Pansy tried to make her nights as short as possible. She was always the last to bed and the first to rise, often up and dressed before Alice—her plump, pretty, mulatto maid, a Mission girl Pansy had engaged for her stay in Africa—appeared with the early morning tea. And whenever it was possible, she was out and away on her old racehorse, with some member of her father's staff.

And the day that followed was generally full of novelty and interest. There were new people to see; a wild country to travel through; some negro chief to interview; a native village to visit.

As the journey continued, the Europeans grew fewer. Until that day, it was nearly a week since Pansy had seen a white face, except those of her father's suite.

Only that afternoon the furthermost point of the tour had been reached. A mile or so beyond was French territory.

With her father Pansy often went over the maps of the district and the country that lay around it. She knew that beyond the British possessions lay a sparsely populated and but little known district; vast areas, scarcely explored, of scrub and poor grass, that led on to the Back of Beyond, the limitless expanse of the burning Sahara.

But, interested as Pansy always was in all connected with her father's province, and all that lay about it, she was not thinking of any of these things as she stood on the roof with him, but of her old playmate, Captain Cameron.

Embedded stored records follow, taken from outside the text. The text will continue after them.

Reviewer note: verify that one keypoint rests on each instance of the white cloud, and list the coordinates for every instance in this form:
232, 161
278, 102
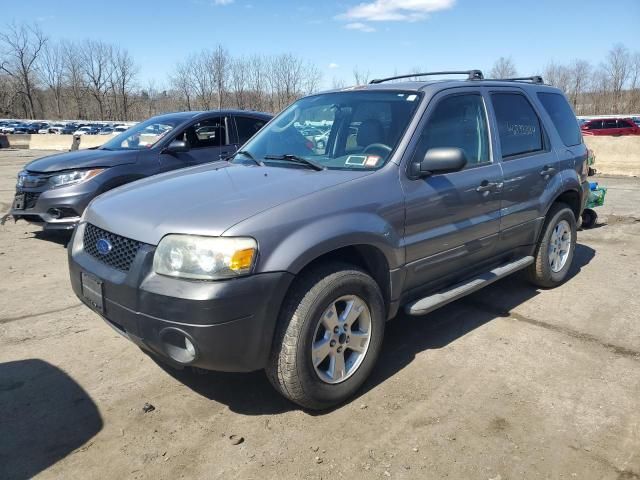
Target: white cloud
394, 10
359, 26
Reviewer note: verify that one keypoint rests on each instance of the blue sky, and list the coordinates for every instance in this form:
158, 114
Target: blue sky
376, 35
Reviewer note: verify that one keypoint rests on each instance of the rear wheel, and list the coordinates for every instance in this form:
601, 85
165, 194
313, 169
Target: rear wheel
555, 249
329, 336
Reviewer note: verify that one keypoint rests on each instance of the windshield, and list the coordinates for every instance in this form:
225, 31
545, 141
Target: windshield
144, 135
351, 130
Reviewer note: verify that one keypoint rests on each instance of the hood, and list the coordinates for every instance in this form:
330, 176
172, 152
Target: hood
82, 159
204, 200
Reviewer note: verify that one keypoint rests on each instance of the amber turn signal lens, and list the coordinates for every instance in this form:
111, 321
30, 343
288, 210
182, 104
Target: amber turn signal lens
242, 259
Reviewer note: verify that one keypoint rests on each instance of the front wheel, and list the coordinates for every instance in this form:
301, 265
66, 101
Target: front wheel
329, 336
555, 249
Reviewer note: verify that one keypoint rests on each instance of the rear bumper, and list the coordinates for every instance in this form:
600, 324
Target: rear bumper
71, 201
230, 323
584, 195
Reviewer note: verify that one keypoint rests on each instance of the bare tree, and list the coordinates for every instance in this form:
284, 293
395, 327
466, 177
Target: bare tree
503, 68
361, 77
579, 81
219, 65
617, 68
52, 72
239, 71
338, 83
123, 77
21, 48
557, 75
256, 82
634, 83
97, 68
74, 78
182, 82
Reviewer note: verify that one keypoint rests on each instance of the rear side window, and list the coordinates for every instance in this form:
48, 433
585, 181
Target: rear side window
562, 117
247, 126
457, 121
518, 125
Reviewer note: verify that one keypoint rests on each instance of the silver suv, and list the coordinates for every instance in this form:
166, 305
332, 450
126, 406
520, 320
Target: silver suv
291, 256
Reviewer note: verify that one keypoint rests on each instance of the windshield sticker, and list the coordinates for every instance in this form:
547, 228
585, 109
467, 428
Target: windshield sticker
358, 160
372, 161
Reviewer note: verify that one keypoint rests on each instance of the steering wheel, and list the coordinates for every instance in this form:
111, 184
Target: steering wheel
277, 129
379, 146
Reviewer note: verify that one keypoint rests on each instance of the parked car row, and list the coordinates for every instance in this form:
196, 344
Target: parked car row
611, 126
16, 128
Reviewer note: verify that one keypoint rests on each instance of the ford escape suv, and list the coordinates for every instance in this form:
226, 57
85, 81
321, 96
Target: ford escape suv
53, 191
291, 257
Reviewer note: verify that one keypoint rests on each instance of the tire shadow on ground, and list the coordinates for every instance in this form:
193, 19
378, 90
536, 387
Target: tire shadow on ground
44, 417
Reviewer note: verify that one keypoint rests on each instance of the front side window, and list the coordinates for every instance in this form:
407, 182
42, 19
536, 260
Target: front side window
248, 127
458, 121
206, 133
351, 130
143, 135
562, 117
518, 124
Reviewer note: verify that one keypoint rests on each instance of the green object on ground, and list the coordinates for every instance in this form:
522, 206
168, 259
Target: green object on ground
596, 197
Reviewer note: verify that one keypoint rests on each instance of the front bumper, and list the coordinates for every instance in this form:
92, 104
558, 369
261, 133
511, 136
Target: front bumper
42, 205
230, 322
584, 195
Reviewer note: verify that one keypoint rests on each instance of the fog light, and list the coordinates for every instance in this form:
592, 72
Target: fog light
178, 346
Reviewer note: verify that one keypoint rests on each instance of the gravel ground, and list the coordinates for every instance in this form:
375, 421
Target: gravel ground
511, 382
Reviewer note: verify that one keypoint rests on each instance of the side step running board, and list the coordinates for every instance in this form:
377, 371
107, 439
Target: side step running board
430, 303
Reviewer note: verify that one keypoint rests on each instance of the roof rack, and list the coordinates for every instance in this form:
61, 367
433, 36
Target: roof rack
532, 79
471, 75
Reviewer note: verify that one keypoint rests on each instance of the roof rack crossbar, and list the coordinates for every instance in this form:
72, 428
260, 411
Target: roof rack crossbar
532, 79
471, 75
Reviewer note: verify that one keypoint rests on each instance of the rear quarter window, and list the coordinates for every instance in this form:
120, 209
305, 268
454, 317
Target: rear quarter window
562, 117
519, 127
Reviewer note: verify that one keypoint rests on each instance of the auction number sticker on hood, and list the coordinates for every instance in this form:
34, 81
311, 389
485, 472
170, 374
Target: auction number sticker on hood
368, 161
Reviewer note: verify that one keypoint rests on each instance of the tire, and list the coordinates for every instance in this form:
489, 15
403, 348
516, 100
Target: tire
541, 272
589, 218
291, 367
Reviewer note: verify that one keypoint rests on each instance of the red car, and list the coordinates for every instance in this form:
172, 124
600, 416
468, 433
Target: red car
610, 126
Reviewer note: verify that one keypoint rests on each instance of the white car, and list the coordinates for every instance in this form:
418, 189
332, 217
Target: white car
84, 131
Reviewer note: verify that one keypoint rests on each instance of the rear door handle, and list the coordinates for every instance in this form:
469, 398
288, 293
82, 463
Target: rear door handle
487, 186
547, 171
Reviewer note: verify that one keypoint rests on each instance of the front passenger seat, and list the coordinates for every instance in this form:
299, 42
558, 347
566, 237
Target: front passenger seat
369, 132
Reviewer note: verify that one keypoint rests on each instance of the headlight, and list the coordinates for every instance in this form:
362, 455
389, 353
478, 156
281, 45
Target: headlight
204, 258
71, 178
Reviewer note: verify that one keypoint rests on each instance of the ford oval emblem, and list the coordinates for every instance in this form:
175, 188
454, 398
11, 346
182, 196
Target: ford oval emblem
103, 246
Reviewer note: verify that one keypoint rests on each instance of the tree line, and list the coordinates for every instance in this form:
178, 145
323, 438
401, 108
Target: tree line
53, 79
610, 87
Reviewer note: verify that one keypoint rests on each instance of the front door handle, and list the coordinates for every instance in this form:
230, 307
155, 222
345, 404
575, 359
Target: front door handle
487, 186
547, 171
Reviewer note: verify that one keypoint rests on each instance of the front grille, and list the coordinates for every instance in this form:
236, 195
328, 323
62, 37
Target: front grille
123, 250
30, 199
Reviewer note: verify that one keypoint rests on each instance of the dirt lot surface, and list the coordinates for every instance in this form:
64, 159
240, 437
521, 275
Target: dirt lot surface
509, 383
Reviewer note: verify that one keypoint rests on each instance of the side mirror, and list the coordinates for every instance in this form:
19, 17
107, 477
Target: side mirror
440, 160
177, 146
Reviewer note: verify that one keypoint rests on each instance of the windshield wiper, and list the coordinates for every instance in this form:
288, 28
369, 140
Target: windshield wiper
247, 154
294, 158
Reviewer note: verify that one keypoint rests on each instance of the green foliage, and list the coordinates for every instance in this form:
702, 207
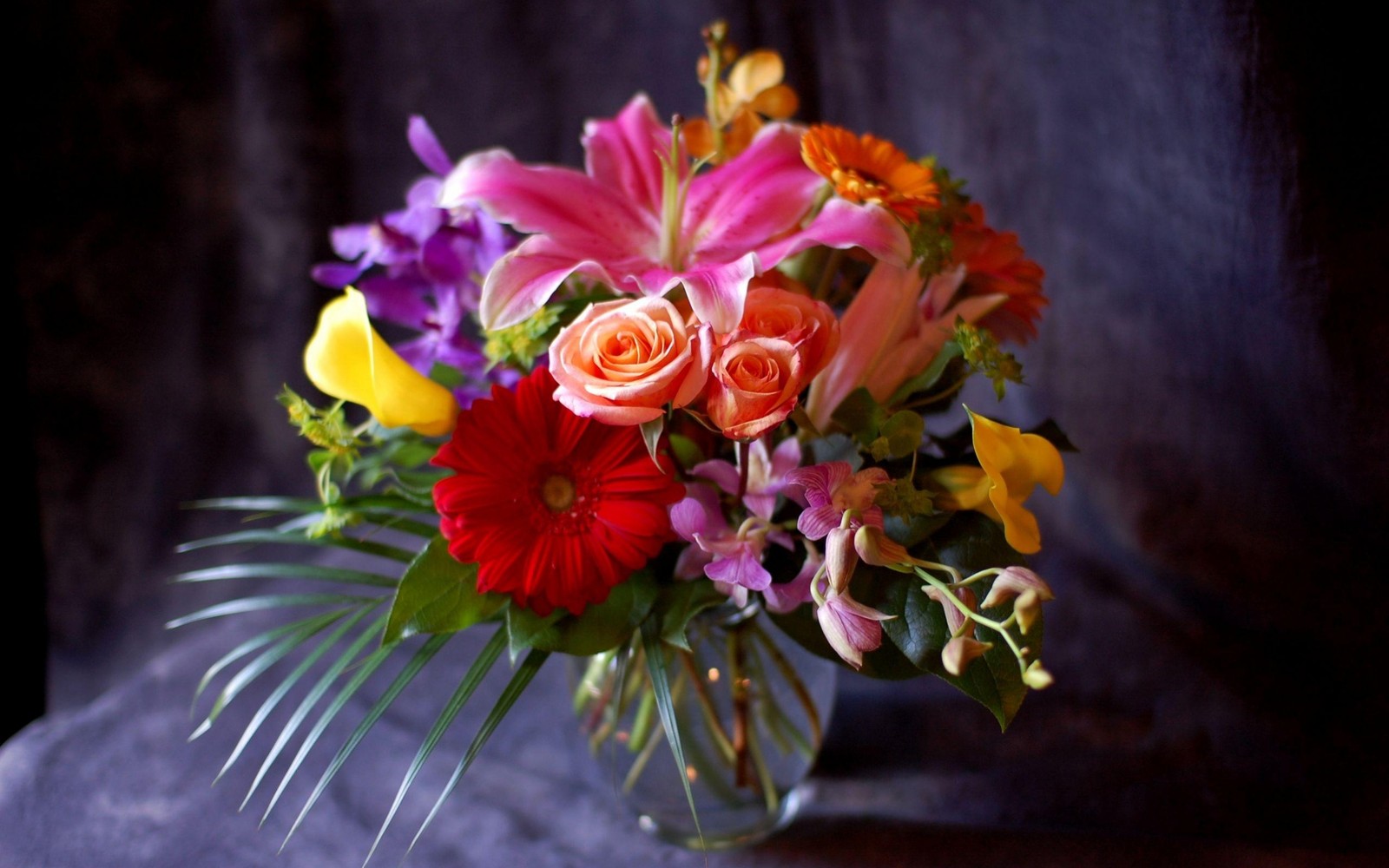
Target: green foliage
438, 595
601, 628
524, 342
981, 352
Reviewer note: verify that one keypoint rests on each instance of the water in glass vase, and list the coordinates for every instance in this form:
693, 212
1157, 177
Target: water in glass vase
750, 706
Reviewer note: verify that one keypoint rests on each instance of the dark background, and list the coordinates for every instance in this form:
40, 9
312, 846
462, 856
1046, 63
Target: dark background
1199, 181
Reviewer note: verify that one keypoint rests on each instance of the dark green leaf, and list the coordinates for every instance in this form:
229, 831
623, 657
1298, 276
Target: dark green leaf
295, 536
860, 416
438, 595
286, 571
510, 694
680, 602
599, 628
927, 378
285, 687
316, 694
406, 675
662, 687
252, 604
479, 668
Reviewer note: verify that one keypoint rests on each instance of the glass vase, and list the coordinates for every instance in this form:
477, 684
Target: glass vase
750, 707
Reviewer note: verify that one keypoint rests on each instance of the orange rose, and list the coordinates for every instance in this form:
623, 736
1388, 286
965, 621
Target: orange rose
754, 385
622, 361
775, 310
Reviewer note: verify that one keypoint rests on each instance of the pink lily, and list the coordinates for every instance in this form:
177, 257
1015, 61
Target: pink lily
891, 332
766, 474
638, 228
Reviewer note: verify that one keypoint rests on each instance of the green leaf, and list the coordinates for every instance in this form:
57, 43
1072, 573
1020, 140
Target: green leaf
250, 604
479, 668
286, 571
662, 687
927, 378
438, 595
599, 628
406, 675
510, 694
361, 673
860, 416
680, 602
285, 687
316, 694
295, 538
263, 661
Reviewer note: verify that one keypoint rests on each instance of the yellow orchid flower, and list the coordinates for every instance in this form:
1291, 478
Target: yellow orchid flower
347, 360
1010, 465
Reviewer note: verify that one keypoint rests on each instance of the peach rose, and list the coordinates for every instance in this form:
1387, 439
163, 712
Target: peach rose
774, 309
754, 385
622, 361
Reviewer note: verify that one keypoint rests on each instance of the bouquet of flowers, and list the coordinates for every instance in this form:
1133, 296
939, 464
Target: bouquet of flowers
678, 395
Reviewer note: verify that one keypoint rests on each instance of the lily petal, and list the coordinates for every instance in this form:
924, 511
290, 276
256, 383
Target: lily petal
583, 215
525, 278
842, 226
622, 152
741, 205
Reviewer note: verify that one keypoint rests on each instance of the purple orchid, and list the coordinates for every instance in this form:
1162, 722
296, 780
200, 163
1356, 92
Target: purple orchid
638, 222
831, 490
424, 268
766, 476
731, 559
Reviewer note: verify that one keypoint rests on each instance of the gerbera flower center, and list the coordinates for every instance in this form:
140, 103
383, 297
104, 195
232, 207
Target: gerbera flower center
559, 493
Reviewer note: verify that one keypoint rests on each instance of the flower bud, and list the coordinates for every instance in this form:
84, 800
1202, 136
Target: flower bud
1014, 581
1037, 678
881, 550
956, 620
960, 652
840, 559
1028, 608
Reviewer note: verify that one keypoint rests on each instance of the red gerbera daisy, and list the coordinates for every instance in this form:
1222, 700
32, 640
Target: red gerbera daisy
553, 507
995, 263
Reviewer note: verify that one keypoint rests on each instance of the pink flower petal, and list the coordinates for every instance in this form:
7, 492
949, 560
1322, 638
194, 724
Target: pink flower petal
717, 292
842, 224
525, 278
756, 196
622, 152
580, 214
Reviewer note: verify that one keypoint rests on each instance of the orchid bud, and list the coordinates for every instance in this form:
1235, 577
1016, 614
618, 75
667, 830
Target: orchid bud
1037, 678
1028, 608
960, 652
956, 620
881, 550
840, 559
1014, 581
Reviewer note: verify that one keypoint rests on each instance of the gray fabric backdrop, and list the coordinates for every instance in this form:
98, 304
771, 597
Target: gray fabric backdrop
1192, 177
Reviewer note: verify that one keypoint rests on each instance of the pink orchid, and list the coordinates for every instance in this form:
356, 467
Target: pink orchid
851, 627
766, 476
892, 331
831, 490
636, 227
733, 559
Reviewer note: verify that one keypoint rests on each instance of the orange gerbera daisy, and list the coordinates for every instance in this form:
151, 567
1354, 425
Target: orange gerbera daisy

The Governor, his staff, and the district officer were going the next day to visit some rather important negro chief. Pansy was to have been one of the party, but on reaching their journey's end, Cameron had suddenly developed a bad attack of malaria.

"I don't think I'll go to-morrow, father," she was saying. "I don't like leaving Bob. I know his orderly can look after him all right. But he says he feels better when I'm about, so I promised to stay and hold his hand."

"Just as you like," Sir George answered. "In any case the pow-pow will be very similar to a dozen others you've seen. And Bob needs keeping cheerful."

"He takes it very philosophically," Pansy answered.